The articles clearly are not the fair and true reports contemplated by the provision. They provide no details of the acts committed by the subject, Atty. So. They are plain and simple baseless accusations, backed up by the word of one unnamed source. Good faith is lacking, as Tulfo failed to substantiate or even attempt to verify his story before publication. Tulfo goes even further to attack the character of the subject, Atty. So, even calling him a disgrace to his religion and the legal profession. As none of the elements of the second paragraph of Art. 354 of the RPC is present in Tulfo’s articles, it cannot thus be argued that they are qualified privileged communications under the RPC.
Breaking down the provision further, looking at the terms “fair” and “true,” Tulfo’s articles do not meet the standard. “Fair” is defined as “having the qualities of impartiality and honesty.” “True” is defined as “conformable to fact; correct; exact; actual; genuine; honest.” Tulfo failed to satisfy these requirements, as he did not do research before making his allegations, and it has been shown that these allegations were baseless. The articles are not “fair and true reports,” but merely wild accusations.
Even assuming arguendo that the subject articles are covered by the shield of qualified privileged communication, this would still not protect Tulfo.
In claiming that his articles were covered by qualified privileged communication, Tulfo argues that the presumption of malice in law under Art. 354 of the RPC is no longer present, placing upon the prosecution the burden of proving malice in fact.

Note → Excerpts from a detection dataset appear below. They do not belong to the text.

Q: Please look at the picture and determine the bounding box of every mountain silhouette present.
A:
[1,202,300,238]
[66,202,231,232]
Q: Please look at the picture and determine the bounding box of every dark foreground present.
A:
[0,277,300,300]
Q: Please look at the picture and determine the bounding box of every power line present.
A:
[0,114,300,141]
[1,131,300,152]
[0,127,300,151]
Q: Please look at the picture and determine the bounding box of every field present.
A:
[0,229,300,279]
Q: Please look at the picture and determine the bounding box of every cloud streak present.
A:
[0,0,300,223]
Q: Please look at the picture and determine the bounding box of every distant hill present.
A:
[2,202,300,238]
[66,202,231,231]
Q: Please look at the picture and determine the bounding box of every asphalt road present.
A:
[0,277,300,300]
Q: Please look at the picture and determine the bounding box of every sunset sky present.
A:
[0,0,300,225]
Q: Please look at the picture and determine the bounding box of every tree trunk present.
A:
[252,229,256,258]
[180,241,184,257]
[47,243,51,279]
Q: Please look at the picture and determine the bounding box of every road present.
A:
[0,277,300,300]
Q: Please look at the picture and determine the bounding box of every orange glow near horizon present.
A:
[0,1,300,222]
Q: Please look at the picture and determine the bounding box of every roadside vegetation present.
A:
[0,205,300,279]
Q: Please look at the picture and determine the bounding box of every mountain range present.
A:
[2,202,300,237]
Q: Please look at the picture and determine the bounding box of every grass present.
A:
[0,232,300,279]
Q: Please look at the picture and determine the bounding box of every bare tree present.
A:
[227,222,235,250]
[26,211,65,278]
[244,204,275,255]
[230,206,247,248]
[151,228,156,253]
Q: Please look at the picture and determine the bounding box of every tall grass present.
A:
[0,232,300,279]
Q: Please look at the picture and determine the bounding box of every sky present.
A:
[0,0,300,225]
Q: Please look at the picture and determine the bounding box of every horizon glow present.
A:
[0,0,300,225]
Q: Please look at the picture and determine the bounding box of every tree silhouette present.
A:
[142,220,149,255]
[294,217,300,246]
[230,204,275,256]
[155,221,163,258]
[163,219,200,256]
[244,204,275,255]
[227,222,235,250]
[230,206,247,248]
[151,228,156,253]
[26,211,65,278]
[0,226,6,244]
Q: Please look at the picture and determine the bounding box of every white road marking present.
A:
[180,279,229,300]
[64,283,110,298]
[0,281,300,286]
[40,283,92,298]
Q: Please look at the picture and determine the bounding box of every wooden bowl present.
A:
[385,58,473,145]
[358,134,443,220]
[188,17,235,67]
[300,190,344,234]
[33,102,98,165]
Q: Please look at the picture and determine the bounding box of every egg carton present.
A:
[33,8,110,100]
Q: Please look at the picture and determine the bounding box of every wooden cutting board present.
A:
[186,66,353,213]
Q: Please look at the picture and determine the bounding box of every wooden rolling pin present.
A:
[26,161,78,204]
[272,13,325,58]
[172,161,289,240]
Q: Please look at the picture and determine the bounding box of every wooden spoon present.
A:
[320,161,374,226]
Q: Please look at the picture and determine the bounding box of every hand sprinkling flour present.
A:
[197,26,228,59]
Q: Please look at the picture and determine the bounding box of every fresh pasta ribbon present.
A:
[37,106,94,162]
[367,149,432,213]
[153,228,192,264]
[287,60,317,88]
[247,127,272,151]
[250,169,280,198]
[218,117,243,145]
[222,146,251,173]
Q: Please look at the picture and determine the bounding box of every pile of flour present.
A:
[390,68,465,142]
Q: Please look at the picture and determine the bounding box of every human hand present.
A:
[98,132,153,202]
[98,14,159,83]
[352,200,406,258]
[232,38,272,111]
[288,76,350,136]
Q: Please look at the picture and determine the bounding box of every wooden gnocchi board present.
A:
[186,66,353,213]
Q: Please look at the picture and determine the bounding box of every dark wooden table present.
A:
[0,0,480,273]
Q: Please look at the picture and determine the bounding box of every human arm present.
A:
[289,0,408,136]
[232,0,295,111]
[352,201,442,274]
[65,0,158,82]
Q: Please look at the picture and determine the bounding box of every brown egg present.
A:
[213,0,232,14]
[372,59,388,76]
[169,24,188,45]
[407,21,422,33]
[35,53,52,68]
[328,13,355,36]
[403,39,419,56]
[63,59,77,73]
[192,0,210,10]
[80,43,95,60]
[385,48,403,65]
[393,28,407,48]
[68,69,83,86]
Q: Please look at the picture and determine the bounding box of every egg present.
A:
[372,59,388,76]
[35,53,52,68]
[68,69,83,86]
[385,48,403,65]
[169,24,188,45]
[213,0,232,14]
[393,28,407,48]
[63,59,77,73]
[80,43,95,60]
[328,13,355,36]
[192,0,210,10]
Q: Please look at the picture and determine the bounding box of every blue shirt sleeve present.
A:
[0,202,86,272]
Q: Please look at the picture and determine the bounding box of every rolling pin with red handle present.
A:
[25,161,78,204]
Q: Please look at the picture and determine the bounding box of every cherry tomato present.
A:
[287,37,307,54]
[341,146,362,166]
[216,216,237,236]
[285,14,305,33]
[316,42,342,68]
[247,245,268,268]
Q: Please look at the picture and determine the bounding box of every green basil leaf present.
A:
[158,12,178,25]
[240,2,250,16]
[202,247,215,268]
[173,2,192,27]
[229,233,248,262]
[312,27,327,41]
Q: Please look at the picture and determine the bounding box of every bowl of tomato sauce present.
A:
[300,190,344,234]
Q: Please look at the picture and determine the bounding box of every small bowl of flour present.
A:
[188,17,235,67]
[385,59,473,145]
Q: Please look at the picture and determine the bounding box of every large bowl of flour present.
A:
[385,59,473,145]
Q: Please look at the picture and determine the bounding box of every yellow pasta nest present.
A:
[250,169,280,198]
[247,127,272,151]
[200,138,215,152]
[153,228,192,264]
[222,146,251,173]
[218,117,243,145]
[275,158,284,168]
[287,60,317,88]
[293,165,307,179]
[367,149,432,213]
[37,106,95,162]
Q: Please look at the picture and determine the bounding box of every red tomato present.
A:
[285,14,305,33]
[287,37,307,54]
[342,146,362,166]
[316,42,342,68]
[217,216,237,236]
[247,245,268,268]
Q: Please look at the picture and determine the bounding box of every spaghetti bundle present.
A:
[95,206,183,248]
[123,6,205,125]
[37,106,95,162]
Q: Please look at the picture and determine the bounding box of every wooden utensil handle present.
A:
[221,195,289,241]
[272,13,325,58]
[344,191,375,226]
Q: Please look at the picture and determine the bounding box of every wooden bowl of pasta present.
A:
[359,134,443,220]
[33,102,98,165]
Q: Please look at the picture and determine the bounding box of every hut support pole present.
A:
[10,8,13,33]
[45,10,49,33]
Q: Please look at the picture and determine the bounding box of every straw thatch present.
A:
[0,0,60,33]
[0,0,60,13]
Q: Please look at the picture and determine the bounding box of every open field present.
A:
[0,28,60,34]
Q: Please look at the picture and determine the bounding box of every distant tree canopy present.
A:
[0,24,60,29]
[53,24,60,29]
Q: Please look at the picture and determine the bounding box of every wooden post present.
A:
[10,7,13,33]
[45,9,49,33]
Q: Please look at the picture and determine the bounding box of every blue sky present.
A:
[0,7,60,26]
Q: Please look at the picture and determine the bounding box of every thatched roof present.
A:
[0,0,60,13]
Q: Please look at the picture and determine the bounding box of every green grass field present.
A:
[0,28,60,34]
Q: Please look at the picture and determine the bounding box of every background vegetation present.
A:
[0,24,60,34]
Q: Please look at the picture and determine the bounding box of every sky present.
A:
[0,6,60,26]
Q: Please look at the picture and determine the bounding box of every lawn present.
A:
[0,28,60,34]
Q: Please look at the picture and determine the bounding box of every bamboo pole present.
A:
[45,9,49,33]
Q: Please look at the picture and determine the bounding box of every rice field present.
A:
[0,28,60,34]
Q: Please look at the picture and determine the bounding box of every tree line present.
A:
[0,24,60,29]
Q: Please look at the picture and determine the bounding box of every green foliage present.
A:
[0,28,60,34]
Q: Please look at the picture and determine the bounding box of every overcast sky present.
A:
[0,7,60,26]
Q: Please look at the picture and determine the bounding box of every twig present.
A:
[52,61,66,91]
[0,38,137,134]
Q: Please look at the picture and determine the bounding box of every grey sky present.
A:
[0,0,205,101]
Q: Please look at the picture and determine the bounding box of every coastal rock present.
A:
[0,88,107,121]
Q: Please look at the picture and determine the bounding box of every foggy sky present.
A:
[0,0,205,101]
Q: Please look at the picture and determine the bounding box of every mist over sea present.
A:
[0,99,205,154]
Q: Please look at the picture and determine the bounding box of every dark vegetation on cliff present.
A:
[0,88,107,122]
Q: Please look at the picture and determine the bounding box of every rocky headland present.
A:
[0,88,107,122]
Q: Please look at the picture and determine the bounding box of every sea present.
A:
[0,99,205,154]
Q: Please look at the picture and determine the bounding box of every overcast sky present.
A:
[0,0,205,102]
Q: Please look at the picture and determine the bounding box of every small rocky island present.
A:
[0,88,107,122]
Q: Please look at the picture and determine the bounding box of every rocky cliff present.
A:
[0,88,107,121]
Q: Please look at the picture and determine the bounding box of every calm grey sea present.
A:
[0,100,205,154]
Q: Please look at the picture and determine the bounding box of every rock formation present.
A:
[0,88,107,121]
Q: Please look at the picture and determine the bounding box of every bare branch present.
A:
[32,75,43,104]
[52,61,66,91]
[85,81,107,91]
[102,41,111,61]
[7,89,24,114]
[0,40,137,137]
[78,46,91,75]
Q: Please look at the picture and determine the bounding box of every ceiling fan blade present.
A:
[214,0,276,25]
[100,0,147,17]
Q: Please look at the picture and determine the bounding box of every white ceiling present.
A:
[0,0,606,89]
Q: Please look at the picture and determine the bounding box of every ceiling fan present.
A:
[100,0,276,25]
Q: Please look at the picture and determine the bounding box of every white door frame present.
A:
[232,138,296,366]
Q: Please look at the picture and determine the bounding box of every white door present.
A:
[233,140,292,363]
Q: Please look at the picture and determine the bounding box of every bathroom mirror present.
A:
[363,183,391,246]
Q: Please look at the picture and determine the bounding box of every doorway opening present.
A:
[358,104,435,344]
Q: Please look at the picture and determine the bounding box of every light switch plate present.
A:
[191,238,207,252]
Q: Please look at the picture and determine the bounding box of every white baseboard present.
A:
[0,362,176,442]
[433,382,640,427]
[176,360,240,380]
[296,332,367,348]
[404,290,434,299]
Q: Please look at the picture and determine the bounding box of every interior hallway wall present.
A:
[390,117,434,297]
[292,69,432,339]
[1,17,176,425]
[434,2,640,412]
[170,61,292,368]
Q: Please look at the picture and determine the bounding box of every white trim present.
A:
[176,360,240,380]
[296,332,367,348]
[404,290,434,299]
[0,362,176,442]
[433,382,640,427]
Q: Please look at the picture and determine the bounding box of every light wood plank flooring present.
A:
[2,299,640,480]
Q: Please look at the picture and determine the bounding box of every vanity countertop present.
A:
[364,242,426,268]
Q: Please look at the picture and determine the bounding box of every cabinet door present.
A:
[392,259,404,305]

He then argues that for him to be liable, there should have been evidence that he was motivated by ill will or spite in writing the subject articles.
The test to be followed is that laid down in New York Times Co. v. Sullivan, and reiterated in Flor v. People, which should be to determine whether the defamatory statement was made with actual malice, that is, with knowledge that it was false or with reckless disregard of whether it was false or not.
The trial court found that Tulfo had in fact written and published the subject articles with reckless disregard of whether the same were false or not, as proven by the prosecution. There was the finding that Tulfo failed to verify the information on which he based his writings, and that the defense presented no evidence to show that the accusations against Atty. So were true. Tulfo cannot argue that because he did not know the subject, Atty. So, personally, there was no malice attendant in his articles. The test laid down is the “reckless disregard” test, and Tulfo has failed to meet that test.
The fact that Tulfo published another article lambasting respondent Atty. So can be considered as further evidence of malice, as held in U.S. vs. Montalvo, wherein publication after the commencement of an action was taken as further evidence of a malicious design to injure the victim. Tulfo did not relent nor did he pause to consider his actions, but went on to continue defaming respondent Atty. So. This is a clear indication of his intent to malign Atty. So, no matter the cost, and is proof of malice.